Patrice Barnabé

Graphic Designer



Friends of Type

Hi everyone,

First of all, I know I'm not following the class steps and finding inspiration in pop culture. I always have a hard time choosing names, nicknames, sentences, quotes or titles for projects, so I usually end up picking the most obvious and boring options. That being said, I really love FoT work so just wanted to participate here. My passion, like many others here I suppose, is letters. And what gave me the enthusiasm I need for this project wasn't a movie or a book but the FoT letterings. So I decided to start drawing "Friends of Type" in a way that feels personal to me, but also appropriate for the class. I took inspiration from the FoT posts, mainly the brush scripts letterings that I enjoy sketching. 

I really like the effect of inverting the ink, doing a white on black lettering. I think it gives more personality to the words and you are also able to play with shadows and lights. As I'm planning to do the same, here are some examples that I collected as a moodboard:

And here are a few of my first sketches done with a Tombo Brush Pen:

I've done a lot of them but won't upload them all. I think it's a good start and I'm looking forward to digitize them to start a better composition and refine some letter shapes. I will then apply some of the cool effects that I've seen used on the FoT posts, such as shadings, 3D shadows or halftone finishes...

Another sketch from today (November 4th). Apart from refining the composition and some letter shapes, I'm wondering whether a plain brush lettering is going to have a greater impact than a vector lettering. Vector allows you to do things "exactly" the way you want to and you can go back and forth with digital effects, whereas the brush gives you this spontaneous and fresh look that is very hard to achieve digitally (and also speaks about your quality as a hand letterer) but leaves you without much room to do finishing touches... I will definitely try a vector just to compare both options. Here is my last sketch:


Now that I have a few sketches, I'm ready to jump into the vectorization process. When I do hand lettering, I often find myself in this situation where I like individual letters within sketches and rarely achieve a single sketch where all my letters are really good. So I usually compile a moodboard with the letters that I think look nice from all the sketches I've done. I also have in mind that a lettering piece should work as a whole rather than a mash-up of individual letters, but sometimes it's easier for me to do it this way and then figure out how all of the best letters are going to interact.

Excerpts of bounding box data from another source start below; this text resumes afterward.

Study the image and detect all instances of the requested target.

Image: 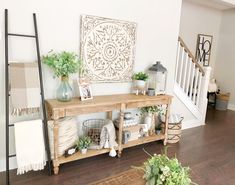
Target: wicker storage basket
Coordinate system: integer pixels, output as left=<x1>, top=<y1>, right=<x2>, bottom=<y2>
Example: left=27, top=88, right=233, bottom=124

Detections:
left=83, top=119, right=109, bottom=145
left=48, top=117, right=78, bottom=159
left=161, top=114, right=184, bottom=143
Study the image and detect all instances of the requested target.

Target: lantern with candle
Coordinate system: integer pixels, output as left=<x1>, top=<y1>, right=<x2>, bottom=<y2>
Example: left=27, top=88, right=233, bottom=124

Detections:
left=148, top=61, right=167, bottom=95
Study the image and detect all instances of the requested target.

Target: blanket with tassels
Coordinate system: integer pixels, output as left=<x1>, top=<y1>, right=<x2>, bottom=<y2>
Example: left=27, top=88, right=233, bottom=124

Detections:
left=9, top=62, right=40, bottom=116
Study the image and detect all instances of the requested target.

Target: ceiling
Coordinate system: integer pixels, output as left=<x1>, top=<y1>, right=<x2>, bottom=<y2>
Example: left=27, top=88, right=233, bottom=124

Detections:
left=185, top=0, right=235, bottom=10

If I really like one particular letter I work on the curves digitally so I can correct or refine them. Here's a quick example:



I spend some time refining my sketches. I still have work to do, but I almost have the basic composition ready so I'm going fast into the final process where I can focus on the details and the visual effects. I did some vectorization but I'm still coming back to my sketches and enjoying the imperfections rather than the perfect béziers curves. I feel tempted to try a more analog approach this time around, and it's also an excuse to step back from the screen a little bit and work with pencil and paper. I will then scan my final sketch and add the final touches digitally. However, here is where I am so far. Not sure about the OF still and the F. More to come soon.


A little progress, redrawing on paper the silhouettes of the letters to refine the letterforms and work on the composition. I'm not sure about the capital F but I will leave it there for now. I like the way some ligatures and swashes help connecting the letter shapes without loosing the spontaneous spirit of a hand-made lettering. I believe that the exaggerated sizes of some (parts of the) letters is what makes this lettering fun and interesting. I think I'm going to work with the raw sketch and leave the idea of vectorization because I think it better suited for this style to have some rough edges and some noise. Now it's time for the last touches and effects.

The lettering scanned and coloured in Photoshop: 

Now it's all about finishing the piece, apply some effects and take care of light and shadows. My main inspiration are these posters designed by Mirko Borsche and illustrated by Beni Haslimeier:


My finished piece:



Thanks the folks at Friends of Type and the Skillshare community who is always learning and sharing creative knowledge!